DiensTalk: Mindestsicherung – Wenig, und doch zu viel?

„Ich verfolge seit vielen Monaten, dass dieses Thema nicht nur politisch sehr engagiert diskutiert wird, sondern auch in der Bevölkerung für Gesprächsstoff sorgt. Es gibt verschiedene Zugänge und verschiedene Meinungen dazu, mit Vorteilen und Nachteilen, mit mehr oder weniger Kritikpunkten. Die Steiermark hat eine Lösung ausgearbeitet. Möglicherweise kann das steirische Modell auch ein Vorbild für Österreich sein, wir werden es sehen.“ Mit diesen Worten eröffnete gestern Landesgeschäftsführer Detlev Eisel-Eiselsberg den DiensTalk in der Landesparteizentrale der Steirischen Volkspartei.
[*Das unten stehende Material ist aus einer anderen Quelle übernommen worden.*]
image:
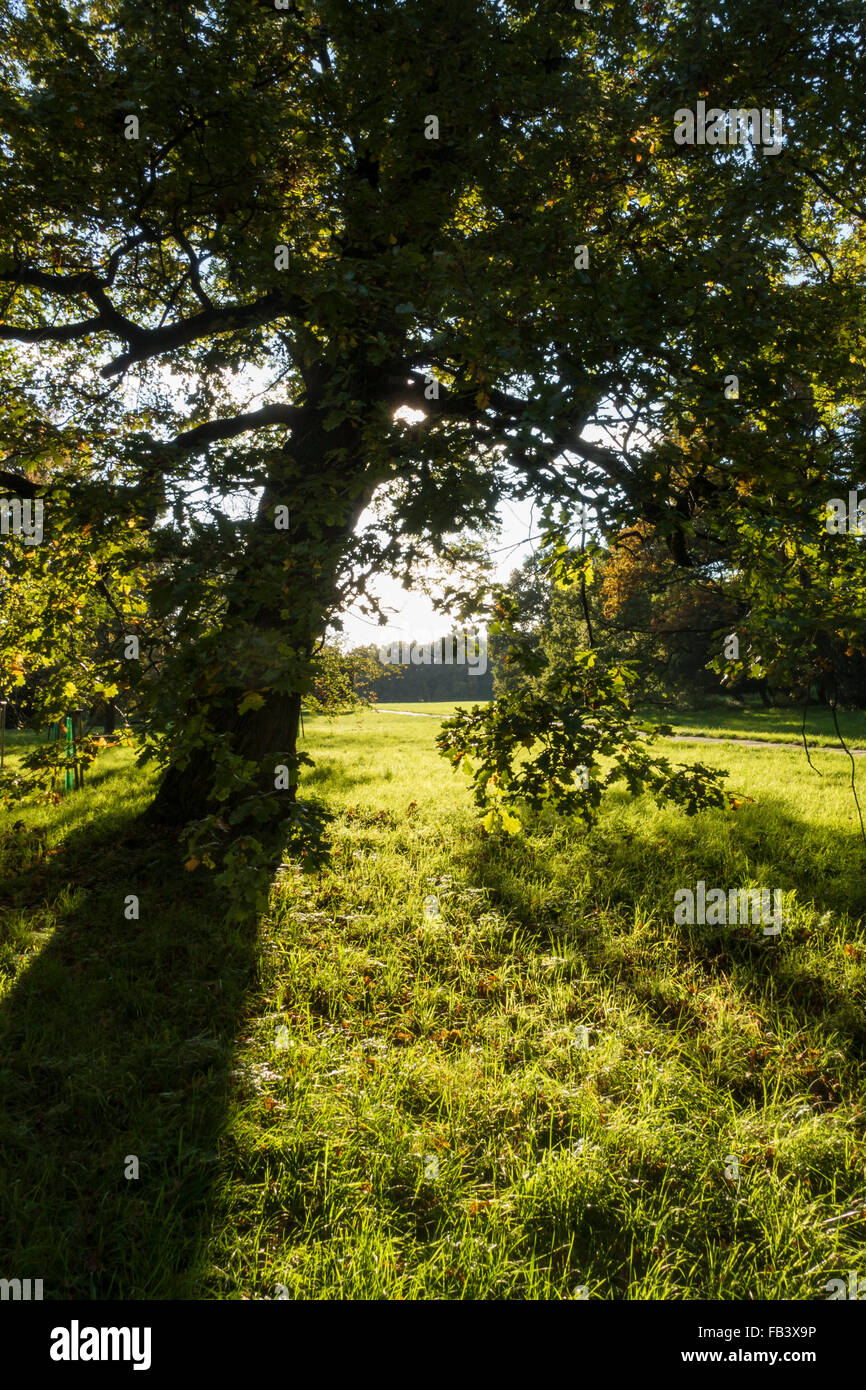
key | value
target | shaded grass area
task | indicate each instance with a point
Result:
(387, 1097)
(116, 1043)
Moderator Michael Fleischhacker warf die Frage in den Raum: „Welche Maßnahmen könnten gesetzt werden, damit die Mindestsicherung nicht zur Hängematte wird, sondern sich zum Sprungbrett in die Arbeitswelt entwickelt!“

LGF Detlev Eisel-Eiselsberg, Caritas-Direktor Dr. h.c. Franz Küberl, Moderator Michael Fleischhacker, Landesrat Mag. Christopher Drexler     © Foto Fischer

LGF Detlev Eisel-Eiselsberg, Caritas-Direktor Dr. h.c. Franz Küberl, Moderator Michael Fleischhacker, Landesrat Mag. Christopher Drexler © Foto Fischer

Mehr Sensibilität für emotionale Debatte
„Eines vorweg! Die Mindestsicherung wird immer hoch emotional diskutiert“, so Landesrat Christopher Drexler, der davon überzeugt ist: „Wir brauchen Sensibilität in dieser Diskussion und wir brauchen einen Unterschied zwischen Erwerbstätigkeit und Mindestsicherung.“ Denn es würden immer wieder verschiedene Ängste und Befürchtungen auftreten: „Erstens, es gibt zu wenig Kontrolle, zweitens, es wird zu viel ausgegeben und drittens, dass der Unterschied zwischen jenen, die am Arbeitsmarkt tätig sind und jenen, die die bedarfsorientierte Mindestsicherung erhalten, zu gering ist.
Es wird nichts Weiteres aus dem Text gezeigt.